The concert will take place on Saturday 20th December in the open air theatre in Pumula, which is the home of the Amasiko Lemvelo community project and the place where Sunduza regularly rehearse. Prior to that we have other gigs, notably at the Ibumba International Festival in Stanley Square, and of course plenty of rehearsals.

The clip above shows us rehearsing Woza Ngena, one of the original Sunduza songs which Simon adapted from a traditional song exhorting children to honour their traditional games. Our version includes children both from the Sunduza family and from the neighbourhood where Simon lived. I wanted to include games that they might play – there is a reference to a clapping game, a rhyme to pick teams, and to hopscotch, as well as a list of the children’s names – ending with a boy who really is called Marvellous! We list the names of Simon’s five children too, and his little granddaughter Ashley, and include my own son and three granddaughters whom Simon never met but always wanted to hear about. On the video you can see Charlie at the front conducting the children, and his brother Tonny behind another camera.
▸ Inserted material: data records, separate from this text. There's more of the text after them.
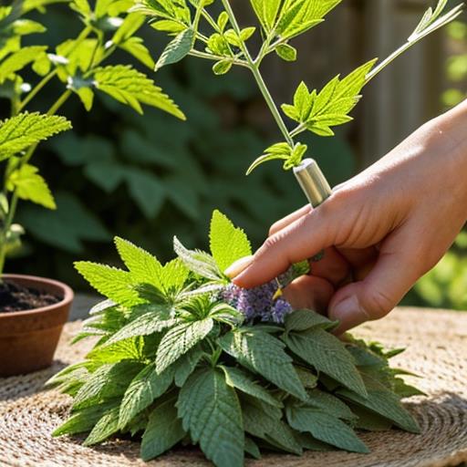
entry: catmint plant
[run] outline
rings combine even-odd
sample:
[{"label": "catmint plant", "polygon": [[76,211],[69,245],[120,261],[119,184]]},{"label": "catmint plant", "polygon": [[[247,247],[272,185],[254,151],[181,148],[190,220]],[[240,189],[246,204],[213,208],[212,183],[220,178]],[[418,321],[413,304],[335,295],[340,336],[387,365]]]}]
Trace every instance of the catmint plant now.
[{"label": "catmint plant", "polygon": [[94,338],[93,349],[49,381],[73,398],[55,436],[87,433],[88,446],[130,436],[146,461],[194,444],[218,467],[242,467],[245,453],[270,450],[368,452],[358,430],[419,432],[400,400],[422,393],[389,365],[401,350],[338,339],[337,323],[292,310],[274,284],[233,286],[223,271],[252,249],[220,212],[209,253],[175,238],[177,257],[162,265],[115,244],[126,269],[76,264],[107,299],[75,337]]},{"label": "catmint plant", "polygon": [[[37,145],[71,123],[57,113],[72,96],[91,110],[96,94],[105,94],[139,113],[149,105],[184,119],[183,113],[152,79],[130,65],[109,60],[120,49],[143,66],[154,62],[138,32],[145,22],[141,14],[129,13],[129,1],[67,2],[69,13],[83,25],[76,37],[57,44],[24,46],[26,36],[40,35],[46,26],[28,18],[34,10],[46,12],[50,0],[15,0],[0,6],[0,99],[9,104],[10,118],[0,122],[0,162],[4,166],[0,192],[0,276],[6,254],[20,243],[23,228],[15,223],[18,200],[56,209],[54,197],[38,169],[30,163]],[[44,16],[46,18],[46,16]],[[40,42],[37,41],[39,44]],[[37,77],[27,81],[27,68]],[[35,98],[53,79],[62,92],[42,112],[30,112]]]},{"label": "catmint plant", "polygon": [[[304,131],[334,136],[333,128],[352,120],[350,112],[360,99],[362,88],[400,55],[433,31],[455,19],[462,5],[446,10],[448,0],[439,0],[429,8],[420,22],[398,50],[382,61],[371,59],[346,77],[337,76],[322,89],[310,89],[305,82],[296,88],[293,102],[276,106],[267,83],[261,74],[265,57],[275,54],[285,61],[295,61],[294,38],[320,25],[325,16],[341,0],[250,0],[236,2],[254,10],[259,26],[240,26],[232,7],[233,2],[219,0],[222,12],[215,17],[210,13],[213,0],[136,0],[133,11],[150,18],[155,29],[175,37],[156,63],[156,69],[182,60],[186,56],[213,61],[213,71],[224,75],[233,67],[248,69],[261,91],[282,134],[283,140],[265,150],[249,167],[247,173],[269,161],[283,161],[285,171],[298,167],[307,146],[297,140]],[[189,7],[191,4],[194,14]],[[259,31],[258,31],[259,30]],[[259,50],[250,46],[254,34],[261,36]],[[287,118],[285,121],[285,118]],[[292,130],[289,130],[292,123]]]},{"label": "catmint plant", "polygon": [[[137,0],[132,12],[150,16],[174,38],[156,69],[188,55],[214,62],[215,74],[247,68],[265,97],[283,140],[248,170],[272,160],[300,165],[303,131],[332,136],[351,119],[362,88],[400,53],[456,17],[446,0],[429,9],[407,43],[382,62],[370,60],[323,89],[301,83],[291,104],[276,107],[260,66],[269,54],[293,61],[290,41],[321,23],[339,0],[251,0],[262,42],[253,55],[255,26],[241,27],[229,0]],[[244,2],[243,5],[245,5]],[[288,129],[285,116],[295,122]],[[73,398],[70,417],[54,435],[87,433],[86,445],[111,436],[141,442],[150,460],[178,445],[197,445],[217,467],[242,467],[245,453],[300,455],[306,450],[368,452],[358,431],[399,428],[420,432],[401,400],[422,395],[389,366],[400,349],[339,339],[338,323],[313,310],[293,310],[278,293],[306,274],[295,265],[276,281],[253,290],[223,271],[252,254],[244,232],[214,211],[210,251],[190,250],[175,238],[177,257],[162,265],[150,253],[116,238],[125,269],[88,262],[78,271],[106,300],[90,311],[76,341],[92,337],[84,361],[56,375],[50,385]]]}]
It’s interesting to watch this again, in the little shelter within the theatre – if we used this space rather than the stage it was because either it was too hot or it was raining – our clothes suggest the latter. We spent hours on this song before arriving at the version for the recording, and will no doubt spend many more to ensure that the children are comfortable on stage. Mind you, if you watch to the end you will notice that it wasn’t the children who made a mistake on this occasion!

Charlie has started a WhatsApp group for people connected with the concert and it’s very touching from this end to see the excitement and willingness to help with the organisation. There is an almost tangible buzz in the air.

Meanwhile, I’m mostly wondering if I’ll ever be ready in time…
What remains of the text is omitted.